Open Gateway APIs and the Azure Operator Nexus platform are both looking to expose the underlying network capabilities to developers and provide them with a simpler path to application deployment. For telcos, these announcements could have huge commercial implications:

  • Revenue Creation
    • Create new revenue streams through vertical-specific network application deployment and NaaS provision.
    • Support organic growth of existing revenue streams by increasing traffic across the network.
    • Support customer retention by aligning with market expectations on digital application time to market, agility, customizability, and deployment of emerging technologies.
    • Build common “go-to-market” and application marketplaces with hyperscalers.
  • Cost Saving
    • Lower overheads by integrating automation to simplify manual processes (e.g., establishing first-mile enterprise connections, interconnecting with cloud providers, and deploying network slices).
    • Help optimize network performance and an infrastructure deployment strategy through real-time data insights and digital twin deployment.
    • Reduce perimeter security by integrating security services directly into the network to improve quality of experience for end users.

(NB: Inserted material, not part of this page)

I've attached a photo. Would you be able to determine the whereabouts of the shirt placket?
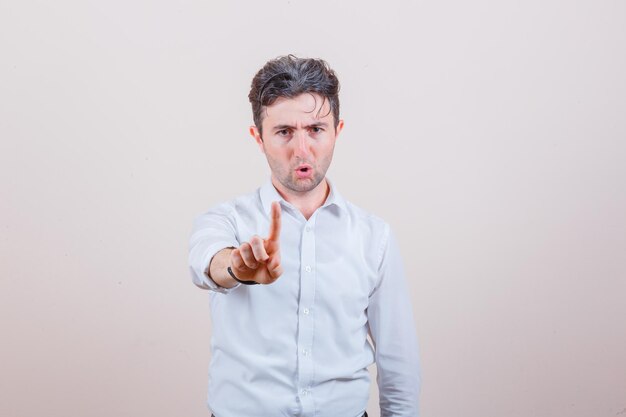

In short, by finally opening up the network through APIs and engaging more deeply with application developers, telcos have the opportunity to lower overheads, drive new revenue streams, and move closer to an NaaS model. Optimistically, this ecosystem-wide developer support could be the start of telco digital transformation.

Optimism Is Fine, but Operators Still Have a Long Way to Go


These announcements targeting the application development experience are definitely a step in the right direction for telcos. It shows that they are serious about exposing the underlying network, deploying edge/cloud-delivered services on top of it, and hopefully moving toward an NaaS delivery model. But although recent announcements will support the development and deployment of vertical-specific network applications, this does not mean that they have overcome other problems that have slowed operator-led NaaS deployment:

  • Internal Fragmentation/Silos: Traditional telco structure revolves around multiple siloed business units that act independently; however, with cloud-delivered network services, operators must start to think horizontally. Business Units (Bus) must work together to provide end-to-end customer service experiences from network virtualization to service delivery and billing.
  • Lack of Automation: Pivoting from network connectivity provision to an application-focused NaaS approach requires embedded automation across networking processes. Developing and deploying this piece of the puzzle is hugely complicated and time consuming, so operators should look to acquire and integrate automation similar to Console Connect by PCCW Global.
  • Cloud Skill Set: Opening up the network is one thing, but shifting toward cloud-delivered network services requires upskilling/hiring to introduce cloud awareness and accelerate network virtualization. Orange Business’ acquisition of Basefarm in 2018 is a perfect example of a successful cloud acquisition that can bring the right skill set into an operator model.
  • Customer Service/Experience Mentality: NaaS is about providing a service to enterprises, not just connectivity. Operators must readjust everything from incentive schemes to team structures to focus on services, rather than connectivity.
  • Communication Platform-as-a-Service (CPaaS) Is Not NaaS, but Operators Are Getting Closer: Deploying applications on top of the network (CPaaS) is not the same as delivering virtualized network services. But it is a step in the right direction, as it shows operators are looking to hyperscalers and cloud delivery to better monetize their network infrastructure.

Industry veterans have been here before with OneAPI in 2013, but operators did not previously have the pedigree to successfully support a developer ecosystem. The industry has now matured and operators are working closely with hyperscalers to support more developer-friendly environments through easy-to-use tools. Building on this market development, ABI Research will be conducting a competitive assessment of emerging operator/hyperscaler developer tools for the edge.